Bias can exist in many shapes and forms, and can be introduced at any stage in the model development pipeline. At a fundamental level, bias is inherently present in the world around us and encoded into our society. We can’t directly solve the bias in the world. On the other hand, we can take measures to weed out bias from our data, our model, and our human review process.
Bias in data can show up in several forms. Here are the top offenders:
Historical bias is the already existing bias in the world that has seeped into our data. This bias can occur even given perfect sampling environments and feature selection, and tends to show up for groups that have been historically disadvantaged or excluded. Historical bias is illustrated by the 2016 paper “Man is to Computer Programmer as Woman is to Homemaker,” whose authors showed that word embeddings trained on Google News articles exhibit and in fact perpetuate gender-based stereotypes in society.
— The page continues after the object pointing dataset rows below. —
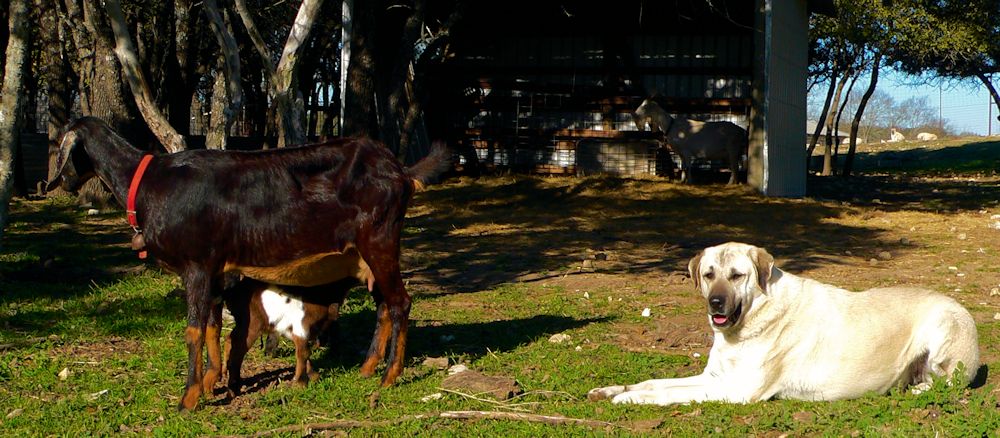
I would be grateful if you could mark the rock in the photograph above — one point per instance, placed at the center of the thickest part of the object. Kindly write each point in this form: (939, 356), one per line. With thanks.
(431, 397)
(438, 363)
(475, 383)
(559, 338)
(457, 368)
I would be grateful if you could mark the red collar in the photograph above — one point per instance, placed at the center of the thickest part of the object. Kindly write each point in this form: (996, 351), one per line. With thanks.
(132, 189)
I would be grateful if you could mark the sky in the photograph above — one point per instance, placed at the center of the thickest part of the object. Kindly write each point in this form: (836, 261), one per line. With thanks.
(965, 105)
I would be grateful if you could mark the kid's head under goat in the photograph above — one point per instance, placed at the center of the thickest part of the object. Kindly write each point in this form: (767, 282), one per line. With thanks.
(298, 313)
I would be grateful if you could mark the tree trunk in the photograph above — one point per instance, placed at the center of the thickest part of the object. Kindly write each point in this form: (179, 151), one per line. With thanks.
(822, 117)
(227, 93)
(393, 128)
(220, 120)
(360, 118)
(993, 92)
(126, 52)
(291, 128)
(11, 114)
(831, 127)
(840, 112)
(286, 102)
(849, 159)
(56, 72)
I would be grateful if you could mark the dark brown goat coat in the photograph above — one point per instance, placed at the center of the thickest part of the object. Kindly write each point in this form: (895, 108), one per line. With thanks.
(301, 216)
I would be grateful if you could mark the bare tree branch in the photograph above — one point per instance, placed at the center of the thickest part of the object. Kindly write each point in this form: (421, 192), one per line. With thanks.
(258, 41)
(126, 53)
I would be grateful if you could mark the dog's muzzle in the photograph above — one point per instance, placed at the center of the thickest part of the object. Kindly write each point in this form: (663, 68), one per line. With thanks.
(723, 308)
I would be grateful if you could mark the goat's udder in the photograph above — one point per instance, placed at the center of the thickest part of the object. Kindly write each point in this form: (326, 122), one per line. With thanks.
(314, 270)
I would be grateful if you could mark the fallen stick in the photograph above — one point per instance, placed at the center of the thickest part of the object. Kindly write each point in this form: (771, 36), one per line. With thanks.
(299, 429)
(519, 416)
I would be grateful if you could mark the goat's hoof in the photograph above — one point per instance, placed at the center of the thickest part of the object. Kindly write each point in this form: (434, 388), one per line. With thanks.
(190, 399)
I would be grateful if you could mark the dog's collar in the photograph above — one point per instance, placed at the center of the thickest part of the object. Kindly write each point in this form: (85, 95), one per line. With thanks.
(130, 202)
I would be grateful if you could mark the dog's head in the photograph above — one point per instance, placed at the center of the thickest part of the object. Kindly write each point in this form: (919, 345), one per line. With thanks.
(730, 276)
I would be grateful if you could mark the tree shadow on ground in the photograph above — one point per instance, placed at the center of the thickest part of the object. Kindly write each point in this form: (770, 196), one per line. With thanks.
(487, 232)
(61, 246)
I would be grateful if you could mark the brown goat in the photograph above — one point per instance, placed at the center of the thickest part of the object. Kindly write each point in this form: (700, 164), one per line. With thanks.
(299, 313)
(300, 216)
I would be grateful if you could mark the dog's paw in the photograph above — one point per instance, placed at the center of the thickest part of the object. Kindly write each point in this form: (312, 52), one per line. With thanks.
(920, 388)
(605, 392)
(638, 398)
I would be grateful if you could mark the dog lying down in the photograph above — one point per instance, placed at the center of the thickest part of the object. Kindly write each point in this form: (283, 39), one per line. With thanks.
(778, 335)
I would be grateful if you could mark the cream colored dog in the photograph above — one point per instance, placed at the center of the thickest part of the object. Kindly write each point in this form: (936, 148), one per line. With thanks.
(782, 336)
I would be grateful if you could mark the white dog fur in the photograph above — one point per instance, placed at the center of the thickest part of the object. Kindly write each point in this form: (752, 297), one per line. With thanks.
(778, 335)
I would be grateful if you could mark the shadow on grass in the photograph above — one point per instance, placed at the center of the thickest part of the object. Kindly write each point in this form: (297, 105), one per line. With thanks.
(488, 232)
(975, 157)
(51, 242)
(467, 340)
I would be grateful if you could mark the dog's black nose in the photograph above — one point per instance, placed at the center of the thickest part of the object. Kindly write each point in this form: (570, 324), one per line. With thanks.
(717, 303)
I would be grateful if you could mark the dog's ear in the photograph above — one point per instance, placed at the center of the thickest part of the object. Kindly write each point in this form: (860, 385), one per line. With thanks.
(764, 262)
(693, 268)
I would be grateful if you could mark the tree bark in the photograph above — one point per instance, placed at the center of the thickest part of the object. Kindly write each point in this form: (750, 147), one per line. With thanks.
(56, 72)
(126, 52)
(286, 101)
(393, 126)
(227, 93)
(359, 117)
(993, 91)
(840, 112)
(11, 114)
(849, 159)
(822, 117)
(831, 128)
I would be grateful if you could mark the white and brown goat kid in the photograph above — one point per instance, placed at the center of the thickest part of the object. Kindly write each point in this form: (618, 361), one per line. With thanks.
(302, 314)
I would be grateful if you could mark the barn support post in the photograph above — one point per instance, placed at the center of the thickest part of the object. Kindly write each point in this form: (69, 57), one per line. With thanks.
(776, 158)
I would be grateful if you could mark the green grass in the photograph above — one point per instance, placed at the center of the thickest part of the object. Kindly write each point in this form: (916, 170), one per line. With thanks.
(73, 297)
Representation bias is a bit different—this happens from the way we define and sample a population to create a dataset. For example, the data used to train Amazon’s facial recognition was mostly based on white faces, leading to issues detecting darker-skinned faces. Another example of representation bias is datasets collected through smartphone apps, which can end up underrepresenting lower-income or older demographics.
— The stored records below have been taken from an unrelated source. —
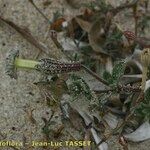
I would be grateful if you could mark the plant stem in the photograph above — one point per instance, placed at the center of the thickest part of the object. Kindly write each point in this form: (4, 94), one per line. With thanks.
(23, 63)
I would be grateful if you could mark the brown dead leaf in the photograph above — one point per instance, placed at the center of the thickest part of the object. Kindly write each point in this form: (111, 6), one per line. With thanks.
(85, 25)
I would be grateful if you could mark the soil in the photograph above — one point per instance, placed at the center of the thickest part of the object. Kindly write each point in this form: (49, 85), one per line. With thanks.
(19, 97)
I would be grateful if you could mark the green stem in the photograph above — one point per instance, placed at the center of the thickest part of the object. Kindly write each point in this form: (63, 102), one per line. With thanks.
(23, 63)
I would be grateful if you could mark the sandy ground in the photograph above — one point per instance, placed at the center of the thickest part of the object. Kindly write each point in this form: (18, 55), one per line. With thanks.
(17, 97)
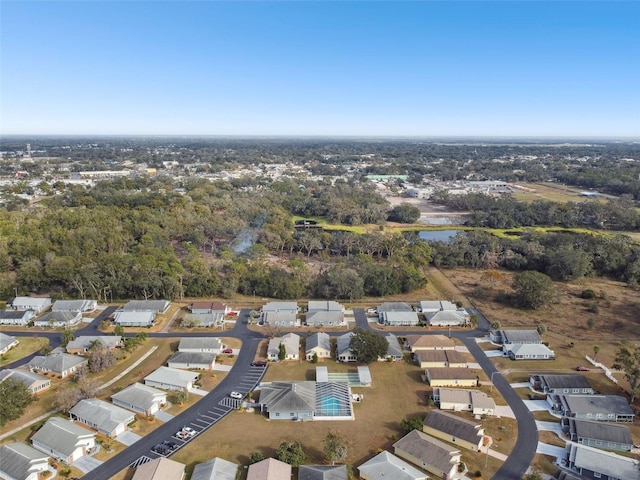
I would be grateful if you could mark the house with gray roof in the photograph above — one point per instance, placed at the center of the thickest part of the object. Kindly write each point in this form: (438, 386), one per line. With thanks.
(157, 306)
(281, 314)
(386, 465)
(561, 384)
(269, 469)
(192, 360)
(81, 345)
(215, 469)
(60, 364)
(428, 453)
(107, 419)
(394, 351)
(63, 440)
(291, 343)
(37, 304)
(324, 313)
(144, 318)
(530, 351)
(58, 319)
(7, 342)
(200, 345)
(343, 348)
(463, 400)
(35, 383)
(18, 318)
(605, 435)
(74, 306)
(454, 429)
(140, 399)
(319, 344)
(171, 379)
(19, 461)
(323, 472)
(608, 408)
(594, 463)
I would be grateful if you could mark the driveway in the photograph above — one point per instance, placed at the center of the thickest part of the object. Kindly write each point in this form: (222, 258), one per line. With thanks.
(128, 438)
(86, 464)
(536, 405)
(552, 450)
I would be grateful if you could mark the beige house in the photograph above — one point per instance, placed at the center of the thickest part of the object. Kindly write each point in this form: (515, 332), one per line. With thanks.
(415, 343)
(453, 429)
(451, 377)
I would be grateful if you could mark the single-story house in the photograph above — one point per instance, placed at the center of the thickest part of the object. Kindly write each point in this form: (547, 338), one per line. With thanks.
(74, 306)
(60, 364)
(343, 348)
(64, 440)
(318, 344)
(461, 400)
(594, 463)
(306, 401)
(324, 313)
(386, 465)
(204, 308)
(192, 360)
(608, 436)
(269, 469)
(509, 338)
(281, 313)
(447, 318)
(140, 399)
(428, 453)
(16, 317)
(143, 318)
(440, 358)
(82, 344)
(159, 469)
(171, 379)
(609, 408)
(558, 384)
(35, 383)
(7, 342)
(203, 320)
(38, 305)
(157, 306)
(107, 419)
(291, 343)
(453, 429)
(215, 469)
(530, 351)
(200, 345)
(415, 343)
(58, 319)
(322, 472)
(19, 461)
(451, 377)
(394, 351)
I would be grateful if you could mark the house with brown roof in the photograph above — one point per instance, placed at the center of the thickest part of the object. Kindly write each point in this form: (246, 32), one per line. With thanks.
(428, 453)
(454, 429)
(415, 343)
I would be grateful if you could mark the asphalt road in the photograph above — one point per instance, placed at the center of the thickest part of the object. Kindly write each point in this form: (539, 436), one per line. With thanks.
(243, 377)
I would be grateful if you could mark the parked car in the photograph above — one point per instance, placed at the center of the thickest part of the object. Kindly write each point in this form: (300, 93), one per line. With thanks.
(161, 449)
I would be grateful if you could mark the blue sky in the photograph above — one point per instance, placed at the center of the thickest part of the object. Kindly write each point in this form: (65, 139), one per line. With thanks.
(477, 68)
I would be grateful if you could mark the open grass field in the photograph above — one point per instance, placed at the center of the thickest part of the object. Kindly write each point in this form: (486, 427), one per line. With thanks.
(377, 423)
(27, 346)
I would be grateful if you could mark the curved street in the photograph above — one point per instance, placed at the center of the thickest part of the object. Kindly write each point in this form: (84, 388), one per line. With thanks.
(243, 378)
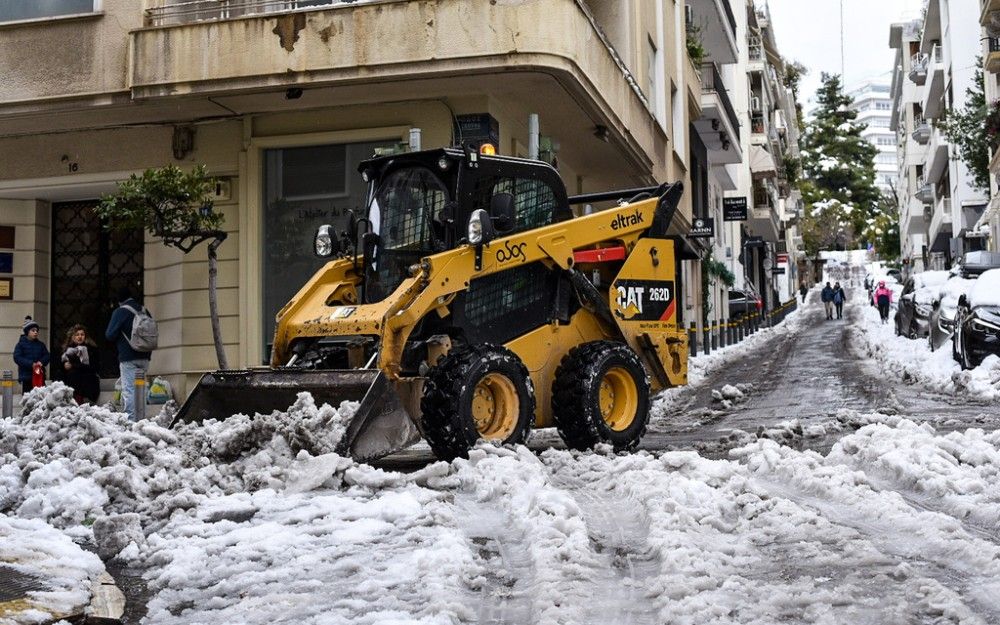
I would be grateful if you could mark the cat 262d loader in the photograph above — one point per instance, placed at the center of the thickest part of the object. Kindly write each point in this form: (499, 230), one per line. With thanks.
(469, 303)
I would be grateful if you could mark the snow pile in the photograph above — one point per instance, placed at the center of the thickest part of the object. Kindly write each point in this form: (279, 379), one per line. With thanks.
(68, 465)
(913, 361)
(35, 549)
(985, 291)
Measurement bias occurs when choosing or collecting features or labels to use in predictive models. Data that’s easily available is often a noisy proxy for the actual features or labels of interest. Furthermore, measurement processes and data quality often vary across groups. As AI is used for more and more applications, like predictive policing, this bias can have a severe negative impact on people’s lives. In a 2016 report, ProPublica investigated predictive policing and found that the use of proxy measurements in predicting recidivism (the likelihood that someone will commit another crime) can lead to black defendants getting harsher sentences than white defendants for the same crime.
Even if we have perfect data, our modeling methods can introduce bias. Here are two common ways this manifests:
Evaluation bias occurs during model iteration and evaluation. A model is optimized using training data, but its quality is often measured against certain benchmarks. Bias can arise when these benchmarks do not represent the general population, or are not appropriate for the way the model will be used.
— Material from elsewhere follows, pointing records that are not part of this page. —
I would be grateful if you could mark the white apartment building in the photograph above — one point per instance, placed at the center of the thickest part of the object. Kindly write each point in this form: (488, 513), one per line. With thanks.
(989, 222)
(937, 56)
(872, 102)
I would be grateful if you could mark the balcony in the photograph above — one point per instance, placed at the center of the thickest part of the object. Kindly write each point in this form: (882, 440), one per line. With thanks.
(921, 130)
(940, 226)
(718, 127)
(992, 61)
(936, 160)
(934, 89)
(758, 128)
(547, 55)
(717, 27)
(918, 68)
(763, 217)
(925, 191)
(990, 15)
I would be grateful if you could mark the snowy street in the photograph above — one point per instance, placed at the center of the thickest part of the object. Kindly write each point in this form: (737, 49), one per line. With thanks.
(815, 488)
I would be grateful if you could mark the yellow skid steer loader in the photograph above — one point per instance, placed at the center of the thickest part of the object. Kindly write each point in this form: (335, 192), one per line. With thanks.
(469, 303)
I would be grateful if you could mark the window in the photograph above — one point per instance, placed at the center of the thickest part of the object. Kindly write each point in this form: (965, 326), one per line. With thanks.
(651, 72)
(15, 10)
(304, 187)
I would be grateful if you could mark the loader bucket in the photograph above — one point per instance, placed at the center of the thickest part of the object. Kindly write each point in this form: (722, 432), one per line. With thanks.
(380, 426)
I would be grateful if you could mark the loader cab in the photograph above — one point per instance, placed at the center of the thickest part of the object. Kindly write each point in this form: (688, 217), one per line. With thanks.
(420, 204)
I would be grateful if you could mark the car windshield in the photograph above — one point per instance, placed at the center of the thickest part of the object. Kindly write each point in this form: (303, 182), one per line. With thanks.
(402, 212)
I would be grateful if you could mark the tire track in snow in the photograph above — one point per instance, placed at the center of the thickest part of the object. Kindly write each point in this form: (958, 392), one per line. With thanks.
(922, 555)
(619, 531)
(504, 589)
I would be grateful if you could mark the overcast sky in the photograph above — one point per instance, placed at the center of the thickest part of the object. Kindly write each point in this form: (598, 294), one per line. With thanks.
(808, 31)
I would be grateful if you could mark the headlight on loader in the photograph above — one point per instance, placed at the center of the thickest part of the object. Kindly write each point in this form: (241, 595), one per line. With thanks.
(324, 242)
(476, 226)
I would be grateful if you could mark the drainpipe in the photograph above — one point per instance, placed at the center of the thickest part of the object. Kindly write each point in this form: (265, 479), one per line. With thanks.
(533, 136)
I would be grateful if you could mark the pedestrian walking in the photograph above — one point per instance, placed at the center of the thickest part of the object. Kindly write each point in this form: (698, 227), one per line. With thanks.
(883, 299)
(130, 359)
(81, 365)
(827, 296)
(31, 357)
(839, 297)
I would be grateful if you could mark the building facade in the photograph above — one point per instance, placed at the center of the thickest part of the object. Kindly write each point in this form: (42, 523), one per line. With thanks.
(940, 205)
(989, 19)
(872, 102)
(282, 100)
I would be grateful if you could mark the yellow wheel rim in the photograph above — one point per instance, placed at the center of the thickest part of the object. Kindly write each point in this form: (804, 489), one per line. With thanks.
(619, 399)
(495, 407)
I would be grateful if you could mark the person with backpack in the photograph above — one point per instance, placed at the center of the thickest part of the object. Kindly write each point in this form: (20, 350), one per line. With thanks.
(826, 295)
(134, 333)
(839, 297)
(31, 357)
Aggregation bias arises during model construction where distinct populations are inappropriately combined. There are many AI applications where the population of interest is heterogeneous, and a single model is unlikely to suit all groups. One example is health care. For diagnosing and monitoring diabetes, models have historically used levels of Hemoglobin AIc (HbAIc) to make their predictions. However, a 2019 paper showed that these levels differ in complicated ways across ethnicities, and a single model for all populations is bound to exhibit bias.
Even if your model is making correct predictions, a human reviewer can introduce their own biases when they decide whether to accept or disregard a model’s prediction. For example, a human reviewer might override a correct model prediction based on their own systemic bias, saying something to the effect of, “I know that demographic, and they never perform well.”
In many ways, bias and fairness in AI are two sides of the same coin. While there is no universally agreed upon definition for fairness, we can broadly define fairness as the absence of prejudice or preference for an individual or group based on their characteristics. Keeping this in mind, let’s walk through an example of how a machine learning algorithm can run into issues with fairness.
Imagine we create a binary classification model, where we believe we have very accurate predictions:
Fairness can come into question if this data actually included two different underlying groups, a green and blue group. These groups could represent different ethnicities, genders, or even geographical or temporal differences like morning and evening users.
This fairness problem could be the result of aggregation bias, like in the previously mentioned example of treating diabetes patients as one homogenous group. In this case, using a single threshold for these two groups would lead to poor health outcomes.
To address this issue with fairness, a best practice is to make sure that your predictions are calibrated for each group. If your model’s scores aren’t calibrated for each group, it’s likely that you’re systemically overestimating or underestimating the probability of the outcome for one of your groups.
In addition to group calibration, you may decide to create separate models and decision boundaries for each group. This is fairer for our groups than a single threshold.
However, creating additional thresholds can lead to a new problem: individual fairness. In the chart below, the blue and green individuals share almost all the same characteristics, but are being treated completely differently by the AI system. As you can see, there is often a tension between group and individual fairness.
As illustrated, bias and fairness in AI is a developing field and more companies, especially in the regulated industries, are investing more to establish well-governed practices. We will continue to introduce more concepts around fairness, including intersectional fairness, and show how different metrics can be used to address these problems.